In "many stores, bargain centers are in the back of the store," and discount stores are no different, says Underhill. "The purpose is to pull us as deep into the store as possible."

With traditional big-box retailers, "It's the reason the milk and the meat are in the back corners," he says.

Ever go into a discount store and see those big displays in the middle of the main aisles? That's "action alley," says Underhill. Makers and distributors "often pay for the privilege of being there, and the prices are aggressive," he says.

In club stores, the best deals are sometimes on pallets in the middle of the store, he says.

"Membership stores, often governed by space constraints and the fact that those large club stores stock such an incredible range of products, (put) many of the bargains into what they call 'center court,'" he says.

Underhill says those displays are less work for the store and often mean deeper discounts for the consumer.

6. Be realistic about your needs

Understand that warehouse and club stores encourage bulk buying, Underhill says, and that price at the register isn't your only cost.

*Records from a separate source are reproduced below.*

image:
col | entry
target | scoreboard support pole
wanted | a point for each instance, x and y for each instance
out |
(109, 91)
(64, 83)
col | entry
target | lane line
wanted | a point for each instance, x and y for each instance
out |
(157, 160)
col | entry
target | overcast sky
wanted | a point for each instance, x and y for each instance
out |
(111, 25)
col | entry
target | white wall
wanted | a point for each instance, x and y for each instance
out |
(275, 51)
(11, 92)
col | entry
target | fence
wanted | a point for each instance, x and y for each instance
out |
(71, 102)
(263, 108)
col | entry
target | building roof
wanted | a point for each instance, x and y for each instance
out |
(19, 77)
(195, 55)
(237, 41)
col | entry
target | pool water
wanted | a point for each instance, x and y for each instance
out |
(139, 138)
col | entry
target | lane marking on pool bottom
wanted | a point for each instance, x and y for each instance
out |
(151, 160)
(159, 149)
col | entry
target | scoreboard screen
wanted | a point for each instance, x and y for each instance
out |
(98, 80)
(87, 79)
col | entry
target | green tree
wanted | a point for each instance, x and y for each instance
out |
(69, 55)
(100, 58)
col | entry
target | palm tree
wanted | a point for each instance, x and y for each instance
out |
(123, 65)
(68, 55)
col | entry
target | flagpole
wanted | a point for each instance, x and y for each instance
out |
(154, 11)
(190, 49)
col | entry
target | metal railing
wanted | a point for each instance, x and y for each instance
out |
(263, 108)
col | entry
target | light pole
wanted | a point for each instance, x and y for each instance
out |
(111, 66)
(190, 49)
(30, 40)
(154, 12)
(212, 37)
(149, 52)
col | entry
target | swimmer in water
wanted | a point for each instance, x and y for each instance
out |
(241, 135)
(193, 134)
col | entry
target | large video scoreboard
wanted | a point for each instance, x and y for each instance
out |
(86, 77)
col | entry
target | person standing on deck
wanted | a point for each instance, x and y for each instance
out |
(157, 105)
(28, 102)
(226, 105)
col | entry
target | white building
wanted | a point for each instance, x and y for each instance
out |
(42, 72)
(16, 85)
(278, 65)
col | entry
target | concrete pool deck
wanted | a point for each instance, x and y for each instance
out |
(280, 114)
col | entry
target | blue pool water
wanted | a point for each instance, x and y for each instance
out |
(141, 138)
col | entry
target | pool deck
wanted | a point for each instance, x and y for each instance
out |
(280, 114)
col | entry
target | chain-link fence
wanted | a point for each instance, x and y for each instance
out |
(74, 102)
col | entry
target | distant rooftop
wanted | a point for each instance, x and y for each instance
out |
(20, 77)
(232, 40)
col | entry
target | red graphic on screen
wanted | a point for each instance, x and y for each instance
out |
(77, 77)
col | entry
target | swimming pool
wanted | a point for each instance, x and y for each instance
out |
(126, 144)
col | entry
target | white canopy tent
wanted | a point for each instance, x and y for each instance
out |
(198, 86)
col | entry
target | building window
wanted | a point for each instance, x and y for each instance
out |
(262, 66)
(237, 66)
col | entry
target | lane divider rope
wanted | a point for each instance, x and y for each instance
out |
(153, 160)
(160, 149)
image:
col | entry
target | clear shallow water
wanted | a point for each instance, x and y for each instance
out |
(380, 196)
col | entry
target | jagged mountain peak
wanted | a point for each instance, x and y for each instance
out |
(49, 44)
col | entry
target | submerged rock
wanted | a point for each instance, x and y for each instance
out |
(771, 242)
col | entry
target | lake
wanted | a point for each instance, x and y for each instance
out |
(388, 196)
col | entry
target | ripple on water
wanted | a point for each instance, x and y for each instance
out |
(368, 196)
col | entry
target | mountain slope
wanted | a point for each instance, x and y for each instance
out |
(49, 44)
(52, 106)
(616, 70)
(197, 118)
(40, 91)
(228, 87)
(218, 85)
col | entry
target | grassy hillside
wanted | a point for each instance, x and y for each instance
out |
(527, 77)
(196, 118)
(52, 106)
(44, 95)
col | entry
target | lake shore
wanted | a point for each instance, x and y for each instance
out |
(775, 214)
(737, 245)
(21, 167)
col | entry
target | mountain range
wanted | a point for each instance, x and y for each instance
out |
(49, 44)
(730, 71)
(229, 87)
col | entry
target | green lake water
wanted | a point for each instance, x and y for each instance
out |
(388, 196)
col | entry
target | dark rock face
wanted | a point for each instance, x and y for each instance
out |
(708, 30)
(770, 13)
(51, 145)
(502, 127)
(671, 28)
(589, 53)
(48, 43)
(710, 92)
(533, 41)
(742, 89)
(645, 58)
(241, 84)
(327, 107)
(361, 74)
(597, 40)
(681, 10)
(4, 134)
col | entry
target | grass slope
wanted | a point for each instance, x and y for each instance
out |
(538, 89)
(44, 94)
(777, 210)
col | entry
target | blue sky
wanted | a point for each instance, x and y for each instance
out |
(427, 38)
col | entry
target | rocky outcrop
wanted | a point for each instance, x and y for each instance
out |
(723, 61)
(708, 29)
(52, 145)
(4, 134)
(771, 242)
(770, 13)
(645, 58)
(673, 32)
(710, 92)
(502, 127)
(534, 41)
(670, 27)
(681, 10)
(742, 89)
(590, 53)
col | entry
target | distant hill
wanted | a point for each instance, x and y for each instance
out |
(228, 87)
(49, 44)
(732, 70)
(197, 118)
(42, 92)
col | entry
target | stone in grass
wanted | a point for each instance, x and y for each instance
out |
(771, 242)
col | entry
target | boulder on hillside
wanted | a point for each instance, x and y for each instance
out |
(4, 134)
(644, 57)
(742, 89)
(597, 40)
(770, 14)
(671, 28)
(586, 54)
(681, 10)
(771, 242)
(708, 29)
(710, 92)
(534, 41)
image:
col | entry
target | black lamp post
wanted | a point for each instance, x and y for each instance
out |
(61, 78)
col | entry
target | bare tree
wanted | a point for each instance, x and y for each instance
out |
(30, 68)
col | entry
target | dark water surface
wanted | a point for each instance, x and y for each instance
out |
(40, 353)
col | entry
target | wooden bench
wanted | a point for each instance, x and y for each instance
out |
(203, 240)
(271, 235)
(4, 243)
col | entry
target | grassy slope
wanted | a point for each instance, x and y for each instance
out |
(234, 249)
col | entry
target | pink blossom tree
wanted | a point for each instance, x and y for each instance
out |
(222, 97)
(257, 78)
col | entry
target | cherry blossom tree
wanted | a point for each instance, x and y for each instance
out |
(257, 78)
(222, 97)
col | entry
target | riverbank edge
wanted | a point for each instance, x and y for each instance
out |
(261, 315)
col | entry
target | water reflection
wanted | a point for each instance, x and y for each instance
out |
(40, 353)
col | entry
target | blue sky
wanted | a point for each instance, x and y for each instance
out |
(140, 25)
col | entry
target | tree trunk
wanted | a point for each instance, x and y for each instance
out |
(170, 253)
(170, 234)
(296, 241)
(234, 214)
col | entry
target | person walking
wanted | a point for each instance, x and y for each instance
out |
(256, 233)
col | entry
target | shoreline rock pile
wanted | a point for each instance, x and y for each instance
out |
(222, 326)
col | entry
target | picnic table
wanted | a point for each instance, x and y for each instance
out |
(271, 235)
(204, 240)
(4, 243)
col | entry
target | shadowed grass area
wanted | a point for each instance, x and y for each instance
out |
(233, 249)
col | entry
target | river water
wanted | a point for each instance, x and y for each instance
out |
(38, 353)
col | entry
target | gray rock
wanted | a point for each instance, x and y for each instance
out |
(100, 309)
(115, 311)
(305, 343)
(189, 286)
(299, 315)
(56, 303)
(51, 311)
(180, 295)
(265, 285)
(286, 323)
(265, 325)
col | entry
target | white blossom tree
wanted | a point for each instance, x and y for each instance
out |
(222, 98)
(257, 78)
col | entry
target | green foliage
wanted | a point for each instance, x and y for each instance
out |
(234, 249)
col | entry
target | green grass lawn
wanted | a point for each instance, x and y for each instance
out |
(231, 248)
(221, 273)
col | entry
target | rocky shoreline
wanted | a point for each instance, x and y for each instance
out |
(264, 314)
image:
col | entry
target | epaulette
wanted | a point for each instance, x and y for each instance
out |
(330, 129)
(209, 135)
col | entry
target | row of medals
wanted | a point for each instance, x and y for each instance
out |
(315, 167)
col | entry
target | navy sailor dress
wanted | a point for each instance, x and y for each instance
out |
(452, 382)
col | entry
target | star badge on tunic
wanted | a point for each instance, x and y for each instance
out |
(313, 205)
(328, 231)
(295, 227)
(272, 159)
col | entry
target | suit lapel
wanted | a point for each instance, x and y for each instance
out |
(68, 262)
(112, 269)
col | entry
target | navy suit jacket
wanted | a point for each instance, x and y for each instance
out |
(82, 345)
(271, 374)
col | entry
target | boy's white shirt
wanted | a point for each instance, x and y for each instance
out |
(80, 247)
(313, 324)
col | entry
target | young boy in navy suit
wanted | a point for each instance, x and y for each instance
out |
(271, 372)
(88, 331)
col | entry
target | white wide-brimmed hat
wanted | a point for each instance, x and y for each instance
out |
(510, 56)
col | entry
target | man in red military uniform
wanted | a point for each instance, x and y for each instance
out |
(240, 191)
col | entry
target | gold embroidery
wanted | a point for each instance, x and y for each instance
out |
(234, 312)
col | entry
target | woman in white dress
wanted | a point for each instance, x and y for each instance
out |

He recalls one friend who bought so much meat in bulk that 18 months later, she still hasn't gotten around to eating it all and has it stored in her freezer.

If you really want to save money, "Buy what you need and consume what you buy," says Underhill. At first this may not sound like getting a bargain because you may actually spend a little more per ounce or unit, he says.

And when you calculate costs, don't forget to factor in the time, energy and money you use to shop, haul and store what you buy in bulk, says Kathleen Gurney, author of "Your Money Personality: What It Is and How You Can Profit from It."

Buy less and you'll also get fresher products with fewer storage hassles, Underhill says.

But if you're sold on buying bulk, make sure to portion the goods you get into easily usable sizes when you get home, he says. "And store what you're not going to use in a safe and secure place."